Daniel Düsentrieb, Professor Bienlein oder Q, der genial-verschrobene Kopf hinter all den unnötigen technischen Wunderspielzeugen von James B… Andreas Reinhard kennt die über ihn kursierenden Beschreibungen und schmunzelt. Denn wichtiger, ja zentral, ist ihm als umtriebiger wie erfolgreicher Tüftler bei allem: Grenzen verschieben und Vorwärtsdrang bei solider Bodenhaftung. Er verkörpert sozusagen den Gegenentwurf zum verträumt-fidelen Hans-guck-in die Luft, indem er nicht bloss neues denkt, sondern es einfach macht und immer wieder viel beachtete Zeichen setzt. Darum berichtet WAVE über ihn, den Erfinder und Unternehmer, der vom Hängegleiter über Helikopter bis zum Militärjet 107 Typen geflogen und Ballon gefahren ist, sich als Buchautor und Coach für CEO’s wie Jugendliche betätigt, seinem künstlerischen Flair Raum gibt und auch zum nassen Element einen heissen Draht hat.

Klar – uns interessieren seit jeher leicht schräg in der Landschaft stehende, bunte Vögel mit einer gesunden Portion Humor, interessanter Vita und praxisnaher Lebenserfahrung. Diese Anforderungen bringt der 68-jährige Andreas Reinhard locker mit. Auf eine Interviewfrage nach seinem Beruf antwortete er vor 35 Jahren: «Brandstifter, Eisbrecher und Brückenbauer». Ausserdem hat bei ihm vieles beim Segeln angefangen, ja das Spiel mit Energie und Widerstand, Profilen und Strömung findet sich bei zahlreichen seiner Projekte wieder.

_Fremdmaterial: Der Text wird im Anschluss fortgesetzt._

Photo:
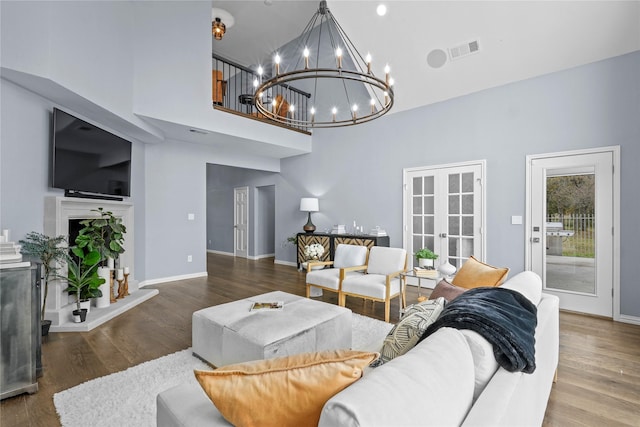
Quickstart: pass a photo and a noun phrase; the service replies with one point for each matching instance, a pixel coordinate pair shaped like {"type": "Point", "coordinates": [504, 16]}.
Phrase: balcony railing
{"type": "Point", "coordinates": [233, 92]}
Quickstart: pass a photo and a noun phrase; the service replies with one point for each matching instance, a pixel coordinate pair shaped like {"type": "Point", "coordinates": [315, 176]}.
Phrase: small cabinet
{"type": "Point", "coordinates": [331, 241]}
{"type": "Point", "coordinates": [19, 329]}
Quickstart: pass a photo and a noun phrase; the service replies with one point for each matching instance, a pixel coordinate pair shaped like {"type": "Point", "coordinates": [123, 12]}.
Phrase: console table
{"type": "Point", "coordinates": [331, 241]}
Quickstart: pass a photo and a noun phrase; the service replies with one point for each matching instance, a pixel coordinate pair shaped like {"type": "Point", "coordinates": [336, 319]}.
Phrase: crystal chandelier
{"type": "Point", "coordinates": [343, 88]}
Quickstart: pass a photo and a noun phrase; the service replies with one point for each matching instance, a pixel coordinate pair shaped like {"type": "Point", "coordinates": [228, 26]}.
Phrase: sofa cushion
{"type": "Point", "coordinates": [446, 290]}
{"type": "Point", "coordinates": [430, 385]}
{"type": "Point", "coordinates": [406, 333]}
{"type": "Point", "coordinates": [475, 274]}
{"type": "Point", "coordinates": [528, 284]}
{"type": "Point", "coordinates": [484, 361]}
{"type": "Point", "coordinates": [286, 391]}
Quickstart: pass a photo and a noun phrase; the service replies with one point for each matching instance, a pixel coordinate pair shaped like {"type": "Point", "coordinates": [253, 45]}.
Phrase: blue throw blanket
{"type": "Point", "coordinates": [504, 317]}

Bei unserem Besuch in seinem Tüftlerreich in einer ehemaligen Seidenweberei stossen wir schon vor der Türe auf ein interessantes Objekt. Die nachtschwarze Heckflosse eines kapitalen U-Bootes hat es uns angetan. Und schon sind wir mitten in der ersten Story, von denen Andreas so mitreissend erzählen kann. In einer Nacht-und-Nebel-Aktion hatten er und seine Crew eine nahezu massstabgetreue Attrappe eines Atom-U-Boots gebaut und auf dem St. Moritzer See platziert, das so aussah, als wäre es soeben durch die dicke Eisdecke gebrochen. Die Besucher des White Turf staunten nicht schlecht, als sich der Kommandoturm als coole Bar zu erkennen gab, wo eine fellbemützte Crew in friedlicher Mission Wodka und Champagner servierte – alles untermalt von der Geräuschkulisse aus krachendem Eis, Sonargeräuschen und Peilsignalen. Typisch Reinhard ist auch die Detailverliebtheit. Die Positionslampen sahen den zehntausendfränkigen Originalen täuschend ähnlich – aber es handelte sich lediglich um simple Zahngläser aus dem Einrichtungshaus.

Tüftler und Bastler war er bereits als Jugendlicher, dank Legosteinen und Mecano-Baukästen. Als er eine seiner Kreationen seinem Vater, einem Textilingenieur zeigte, identifizierte er diese als Fliehkraftkupplung. Klein-Andreas war sichtlich frustriert, dass irgendwer das schon vor 100 Jahren erfunden hatte.

Seine kaum zu bändigende Energie zog ihn aber schon bald ins Freie und auf den See, wo er zusammen mit seinen Brüdern einem Kanu das Segeln beibrachte – mit Bambusmast und Leintüchern. Weil auch das zu langsam war, sattelte man auf schnellere und immer grössere Cats um – bis man an deren physikalischen Grenzen stiess, doch entscheidende Lektionen kapierte: «Nose diving» gab es auch schon vor 50 Jahren. Nachdem sich am Ruder einer Yacht vor den Calanques seine Vorbehalte gegenüber «trägen und fetten» Einrümpfern verflüchtigt hatten, erweiterte er sein nautisches Curriculum mit dem B-Schein und dann gleich auch noch mit dem Tauchbrevet.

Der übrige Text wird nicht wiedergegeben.